The Narendra Modi government’s decision to scrap the Haj subsidy, in response to a 2012 court order recommending its phase-out, and redirect the money towards minority education is an unexceptionable one within India’s secular rubric. One hopes the government will apply this secular value across the board. The Haj subsidy had become a contentious issue in recent years, upheld as an example of minority appeasement by majoritarian politicians. This remains open to interpretation, since the Haj subsidy, which is paid to state-owned Air India and not to individual pilgrims, had its origins in the oil shock of the 1970s and, as all Indian subsidies tend to do, continued long after its raison d’etre had ceased to exist. Besides, with the grant falling 75 per cent in six years — from Rs 7.8 billion in 2012 to Rs 2 billion in 2017 — scrapping it amounted to plucking a low-hanging policy fruit. The obvious follow-up to this move should be for the central government to walk away from financing all religious events.
Indeed, it is well known that successive central governments have for years spent big money developing infrastructure for key Hindu religious events, some of which involve explicit subsidies, such for as the Kailash Mansarovar, Amarnath Yatra, and the Char Dham. The elaborate and awe-inspiring bandobast that is on display for each Maha Kumbh Mela has been the subject of an admiring Harvard case study. All of this central funding comes on top of explicit subsidies by states for sundry temple trusts (Kerala and Tamil Nadu), imams (Gujarat and West Bengal), churches (Karnataka), madrasas (Bihar), not to forget state subsidies to individual pilgrims on key routes. Till recently, all of this could have found justification in a 2011 ruling by the Supreme Court, which upheld the constitutionality of the Haj subsidy on the grounds that it was too small an amount to be ruled out by Article 27 of the Constitution, which, in turn, strikes down any religious subsidy that absorbs a “major” part of tax revenues. This interpretation could as well apply to subsidies for other religions; none of them is so large as to absorb major proportions of state budgets.
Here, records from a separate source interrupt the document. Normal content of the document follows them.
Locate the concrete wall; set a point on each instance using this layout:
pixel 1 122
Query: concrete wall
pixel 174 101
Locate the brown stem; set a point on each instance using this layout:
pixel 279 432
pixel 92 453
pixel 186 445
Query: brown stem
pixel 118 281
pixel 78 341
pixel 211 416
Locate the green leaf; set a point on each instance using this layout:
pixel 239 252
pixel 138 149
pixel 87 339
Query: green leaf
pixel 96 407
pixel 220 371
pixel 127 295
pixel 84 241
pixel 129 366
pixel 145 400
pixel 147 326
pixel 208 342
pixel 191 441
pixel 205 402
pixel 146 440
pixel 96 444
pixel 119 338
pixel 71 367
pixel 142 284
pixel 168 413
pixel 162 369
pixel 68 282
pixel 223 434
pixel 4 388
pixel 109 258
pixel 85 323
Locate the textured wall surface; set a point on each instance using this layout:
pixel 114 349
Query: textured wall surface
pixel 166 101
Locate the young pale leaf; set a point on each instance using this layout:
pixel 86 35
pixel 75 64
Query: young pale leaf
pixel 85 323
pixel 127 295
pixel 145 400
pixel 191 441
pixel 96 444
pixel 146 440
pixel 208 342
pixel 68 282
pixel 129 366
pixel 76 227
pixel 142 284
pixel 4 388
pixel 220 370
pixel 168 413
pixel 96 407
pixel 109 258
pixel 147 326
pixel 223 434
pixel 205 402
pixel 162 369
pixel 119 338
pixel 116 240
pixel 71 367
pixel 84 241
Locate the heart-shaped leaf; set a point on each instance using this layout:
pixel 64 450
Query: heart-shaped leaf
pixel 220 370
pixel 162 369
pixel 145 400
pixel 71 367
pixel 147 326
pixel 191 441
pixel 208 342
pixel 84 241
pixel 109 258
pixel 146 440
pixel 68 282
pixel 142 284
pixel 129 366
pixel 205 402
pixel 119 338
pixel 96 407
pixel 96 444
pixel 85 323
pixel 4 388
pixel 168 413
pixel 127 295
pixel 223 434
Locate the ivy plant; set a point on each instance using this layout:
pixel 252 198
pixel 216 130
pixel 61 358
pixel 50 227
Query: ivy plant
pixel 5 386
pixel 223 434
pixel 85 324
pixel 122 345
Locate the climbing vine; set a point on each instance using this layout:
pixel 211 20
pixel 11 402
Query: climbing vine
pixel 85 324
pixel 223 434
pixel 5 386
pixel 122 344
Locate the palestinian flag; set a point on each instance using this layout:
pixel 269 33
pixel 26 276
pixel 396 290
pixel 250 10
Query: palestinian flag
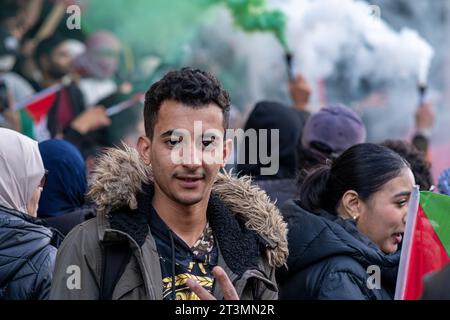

However, now that the Haj subsidy has been scrapped, it would certainly burnish the government’s secular credentials if it were to apply the same axe to other explicit religious subsidies. After all, a secular state should not provide subsidies for pilgrimages to any community and no exceptions should be made. The approach, however, demands a degree of common sense as well. Indians are a religious people where periodic mass observance of faith involving large gatherings of the faithful is a fact of life. In that sense, both the Centre and the states would be justified in spending money on infrastructure to ensure the security and comfort of those attending these events, just as they do, for instance, for cricket matches or open-air concerts and so on — although some examples may fall in the grey area such as building a road on a pilgrim route. The broad point is that the expenditure principle here, too, should be applied in accordance with secular principles. Scrapping the Haj subsidy alone will do nothing to enhance India’s global reputation for multiculturalism.